ムーニーは言語を武器にした“詩的混乱”を、ダモは発音を超越した“声の楽器化”を、それぞれ提示している。
『Soundtracks』は、Canにとって単なる“サイドプロジェクト”ではなく、彼らの創作姿勢そのもの——すなわち“状況に応じて音楽は変化するべきだ”という柔軟な美学——を強く打ち出した作品であり、次作『Tago Mago』への橋渡しとして極めて重要な位置にある。
おすすめアルバム(5枚)
- Can – Tago Mago (1971)
本作の延長線上にあり、Canの最高傑作として名高い2枚組アルバム。 - Popol Vuh – Aguirre (1975)
同じくドイツのバンドによる映画音楽作品。神秘性と即興性が共通点。 - Miles Davis – In a Silent Way (1969)
ジャズの文脈から音響の“場”を作り出した作品。

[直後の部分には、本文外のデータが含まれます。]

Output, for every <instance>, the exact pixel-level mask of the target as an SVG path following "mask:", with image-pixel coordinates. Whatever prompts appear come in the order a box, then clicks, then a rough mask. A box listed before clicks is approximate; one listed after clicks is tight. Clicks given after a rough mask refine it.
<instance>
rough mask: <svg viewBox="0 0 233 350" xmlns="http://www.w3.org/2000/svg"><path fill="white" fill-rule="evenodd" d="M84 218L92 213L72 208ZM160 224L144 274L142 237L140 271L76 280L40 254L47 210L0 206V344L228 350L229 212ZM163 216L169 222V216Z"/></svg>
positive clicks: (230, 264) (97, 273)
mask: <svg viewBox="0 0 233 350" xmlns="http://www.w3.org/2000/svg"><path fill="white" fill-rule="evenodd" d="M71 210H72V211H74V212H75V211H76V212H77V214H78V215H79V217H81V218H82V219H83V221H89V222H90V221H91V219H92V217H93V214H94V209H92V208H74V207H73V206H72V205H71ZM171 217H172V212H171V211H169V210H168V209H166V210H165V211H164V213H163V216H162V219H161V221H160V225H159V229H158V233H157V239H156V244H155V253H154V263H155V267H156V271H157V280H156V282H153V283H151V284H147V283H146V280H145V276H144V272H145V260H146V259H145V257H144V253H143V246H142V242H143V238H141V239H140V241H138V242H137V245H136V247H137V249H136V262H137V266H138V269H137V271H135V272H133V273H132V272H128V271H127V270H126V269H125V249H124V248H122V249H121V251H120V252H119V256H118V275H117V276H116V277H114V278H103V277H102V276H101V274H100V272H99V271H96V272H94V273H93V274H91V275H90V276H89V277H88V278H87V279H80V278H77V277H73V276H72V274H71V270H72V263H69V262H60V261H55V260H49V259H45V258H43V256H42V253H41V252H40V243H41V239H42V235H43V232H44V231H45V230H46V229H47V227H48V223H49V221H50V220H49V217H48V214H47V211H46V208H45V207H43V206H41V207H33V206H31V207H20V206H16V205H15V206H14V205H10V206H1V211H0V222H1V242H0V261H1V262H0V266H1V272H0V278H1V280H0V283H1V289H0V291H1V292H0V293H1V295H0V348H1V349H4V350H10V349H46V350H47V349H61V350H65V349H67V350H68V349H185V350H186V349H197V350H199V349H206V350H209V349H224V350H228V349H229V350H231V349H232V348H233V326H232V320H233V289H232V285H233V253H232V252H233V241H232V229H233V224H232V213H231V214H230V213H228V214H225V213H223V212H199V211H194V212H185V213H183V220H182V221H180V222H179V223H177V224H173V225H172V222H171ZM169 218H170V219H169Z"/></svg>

『She Brings the Rain』と通じる空気。 - Pink Floyd – More (1969)
映画用に制作されたサウンドトラックで、Canの本作と構成上の共通点がある。 - Cluster – Zuckerzeit (1974)
エレクトロニクスを導入したミニマリズムの名盤。Canの後期に通じる静謐な音響美。
制作の裏側(Behind the Scenes)
『Soundtracks』の楽曲は、1968〜1970年にかけて西ドイツのインディペンデント映画監督たちとのコラボレーションにより制作された。
とくに『Deadlock』や『Cream』などのカルト映画のためのスコアは、Canが“音楽によって映像の空気を変える”という意識のもと、即興性を最大限に活かして作られている。
注目すべきは、Canが商業的制約をほとんど受けず、自らのコントロール下で映画音楽を制作していた点である。
これは、彼らが“映像に従属するのではなく、映像と音が互いに対等であるべき”という哲学を持っていたことの表れだ。
そのため、『Soundtracks』というタイトルでありながら、そこには“Can流サウンドトラックのあり方”——すなわち、映像と共に在ることで音楽が自由になる——というパラドックスが込められているのである。